Sur les 20 premiers pays du classement Green Future Index, 15 sont européens. Les mieux classés qui ne sont pas situés en Europe, sont le Costa Rica, septième et la Nouvelle-Zélande huitième. Ils ont tout deux fait de «grands progrès», écrit le rapport, dans l’utilisation de renouvelables et la décarbonation de leurs industries et leurs agricultures. Par ailleurs, l’Irlande, la Corée du sud, Taiwan, l’Allemagne et la République Tchèque sont mis en avant en étant les leaders dans le monde des efforts de reforestation.
Les 16 derniers pays du classement, qualifiés dans le rapport d’«abstentionnistes», sont pour une bonne part des pays pétroliers et gaziers qui évidemment n’ont rien à gagner à la transition et la perçoivent comme une menace pour leur prospérité et leur modèle économique.
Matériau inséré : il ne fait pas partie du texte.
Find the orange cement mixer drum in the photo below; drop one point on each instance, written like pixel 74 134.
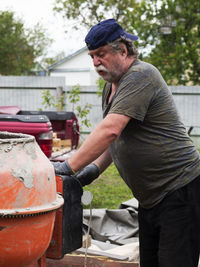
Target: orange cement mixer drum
pixel 28 200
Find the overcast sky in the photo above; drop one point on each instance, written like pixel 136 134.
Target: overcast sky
pixel 33 11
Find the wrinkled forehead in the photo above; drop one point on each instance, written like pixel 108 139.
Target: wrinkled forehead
pixel 102 49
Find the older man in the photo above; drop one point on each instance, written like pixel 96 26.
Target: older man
pixel 143 135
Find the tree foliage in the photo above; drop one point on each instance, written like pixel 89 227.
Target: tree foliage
pixel 172 28
pixel 21 49
pixel 169 30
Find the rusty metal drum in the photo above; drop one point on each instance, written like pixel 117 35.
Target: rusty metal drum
pixel 28 200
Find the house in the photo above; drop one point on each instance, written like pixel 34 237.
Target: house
pixel 77 68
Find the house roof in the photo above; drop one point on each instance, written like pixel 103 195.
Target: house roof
pixel 51 67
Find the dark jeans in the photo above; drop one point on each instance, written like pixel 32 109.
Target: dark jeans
pixel 169 233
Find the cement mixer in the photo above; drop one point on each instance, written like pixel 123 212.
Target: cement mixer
pixel 37 209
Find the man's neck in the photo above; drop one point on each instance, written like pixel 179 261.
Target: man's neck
pixel 130 61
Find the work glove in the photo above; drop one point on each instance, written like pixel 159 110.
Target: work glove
pixel 62 168
pixel 88 174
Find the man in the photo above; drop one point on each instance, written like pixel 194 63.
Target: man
pixel 143 135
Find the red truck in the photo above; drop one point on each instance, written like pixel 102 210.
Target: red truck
pixel 42 125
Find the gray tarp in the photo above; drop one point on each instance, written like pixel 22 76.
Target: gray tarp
pixel 119 226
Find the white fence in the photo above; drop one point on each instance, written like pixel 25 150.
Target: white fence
pixel 26 92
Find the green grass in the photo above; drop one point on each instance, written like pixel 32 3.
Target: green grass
pixel 109 190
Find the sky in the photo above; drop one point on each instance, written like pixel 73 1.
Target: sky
pixel 33 11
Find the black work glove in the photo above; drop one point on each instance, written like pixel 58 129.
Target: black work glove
pixel 88 174
pixel 62 168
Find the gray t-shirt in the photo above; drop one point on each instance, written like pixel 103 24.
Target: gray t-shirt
pixel 154 154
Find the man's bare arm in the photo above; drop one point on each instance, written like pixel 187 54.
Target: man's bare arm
pixel 98 141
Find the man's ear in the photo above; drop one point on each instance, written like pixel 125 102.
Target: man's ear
pixel 124 51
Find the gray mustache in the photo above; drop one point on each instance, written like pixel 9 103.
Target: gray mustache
pixel 100 68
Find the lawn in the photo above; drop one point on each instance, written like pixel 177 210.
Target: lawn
pixel 109 190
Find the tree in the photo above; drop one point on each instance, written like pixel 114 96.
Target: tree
pixel 172 28
pixel 89 12
pixel 169 30
pixel 21 49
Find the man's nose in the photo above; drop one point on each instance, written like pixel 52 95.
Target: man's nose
pixel 96 61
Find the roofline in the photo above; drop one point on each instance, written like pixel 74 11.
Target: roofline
pixel 67 58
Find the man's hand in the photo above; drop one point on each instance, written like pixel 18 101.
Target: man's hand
pixel 88 174
pixel 62 168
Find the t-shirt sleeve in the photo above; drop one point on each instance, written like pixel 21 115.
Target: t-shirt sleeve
pixel 133 96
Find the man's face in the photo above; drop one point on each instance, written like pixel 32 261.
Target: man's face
pixel 108 64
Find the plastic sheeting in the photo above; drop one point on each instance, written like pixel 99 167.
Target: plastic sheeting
pixel 117 226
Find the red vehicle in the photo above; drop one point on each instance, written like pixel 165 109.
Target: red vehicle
pixel 42 125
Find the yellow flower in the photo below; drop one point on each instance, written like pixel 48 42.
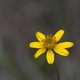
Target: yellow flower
pixel 50 44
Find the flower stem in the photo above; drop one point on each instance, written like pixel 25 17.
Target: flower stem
pixel 57 70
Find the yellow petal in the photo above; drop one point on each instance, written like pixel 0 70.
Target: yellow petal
pixel 50 56
pixel 39 52
pixel 40 36
pixel 65 44
pixel 36 45
pixel 61 51
pixel 58 35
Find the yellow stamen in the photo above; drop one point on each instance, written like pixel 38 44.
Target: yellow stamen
pixel 49 42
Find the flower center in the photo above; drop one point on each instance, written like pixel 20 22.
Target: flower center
pixel 49 42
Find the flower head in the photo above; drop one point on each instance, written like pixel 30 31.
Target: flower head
pixel 50 44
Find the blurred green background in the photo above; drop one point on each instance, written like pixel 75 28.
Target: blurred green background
pixel 19 21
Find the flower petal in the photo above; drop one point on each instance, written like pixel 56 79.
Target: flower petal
pixel 58 35
pixel 50 56
pixel 65 44
pixel 40 36
pixel 39 52
pixel 61 51
pixel 36 45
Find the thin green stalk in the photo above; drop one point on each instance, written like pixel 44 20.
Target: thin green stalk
pixel 57 70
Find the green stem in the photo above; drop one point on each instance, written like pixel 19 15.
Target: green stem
pixel 57 70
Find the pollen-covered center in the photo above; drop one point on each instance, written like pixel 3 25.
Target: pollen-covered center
pixel 49 42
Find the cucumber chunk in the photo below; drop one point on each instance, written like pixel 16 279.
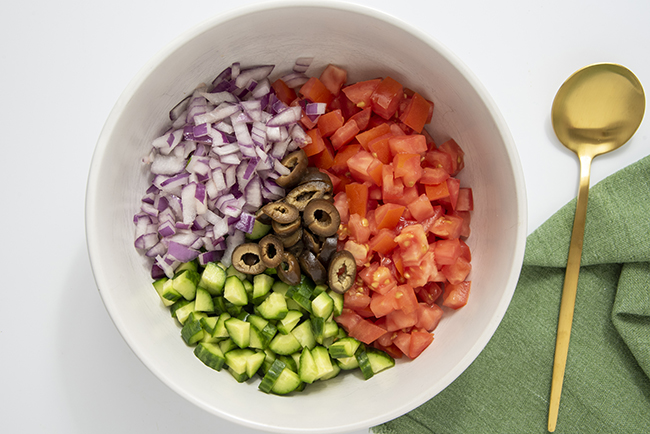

On retrouve ainsi l’Arabie Saoudite, le Koweït, l’Algérie, la Russie, l’Iran, le Qatar. Il y aussi en bas du classement une autre catégorie de pays ou d’entités politiques qui politiquement et économiquement ont des priorités toutes autres à l’image de l’Ukraine, Hong Kong, la Turquie, le Bangladesh.
Les pays les plus avancés dans la transition en retireront de grands avantages économiques
Le MIT met en avant en conclusion deux éléments clés de la transition. D’une part, l’importance de la décennie qui commence et sera déterminante pour approcher en 2050 des objectifs massifs de réduction des émissions de gaz à effet de serre et d’autre part les avantages que vont obtenir les pays qui seront les plus avancés dans ce domaine. Les Etats-Unis viennent de comprendre cet enjeu avec l’annonce par le Président Joe Biden d’un plan d’investissement de 2 mille milliards de dollars sur huit ans.
«La décennie sera marquée par plusieurs transitions, vers des énergies propres, la décarbonation de l’industrie, l’arrivée à maturité des systèmes de taxe carbone et d’autres changements majeurs dans les transports, l’agriculture, la façon de s’alimenter et les normes sociales», écrit le MIT. Il souligne aussi que «si les économistes soulignent la difficulté de maintenir le système capitaliste traditionnel tout en passant à un modèle durable qui consiste à réduire plutôt que continuer à augmenter la consommation, il y a un aspect à cette transformation qui permet d’être optimiste. Il consiste à mettre l’accent sur les avantages compétitifs qui seront gagnés par les économies qui feront la transition le plus rapidement. Leurs entreprises seront les plus modernes, les plus avancées technologiquement et les mieux placées pour naviguer dans un nouvel environnement réglementaire et attirer les investissements et les talents. Dans l’avenir, vert sera synonyme de compétitivité».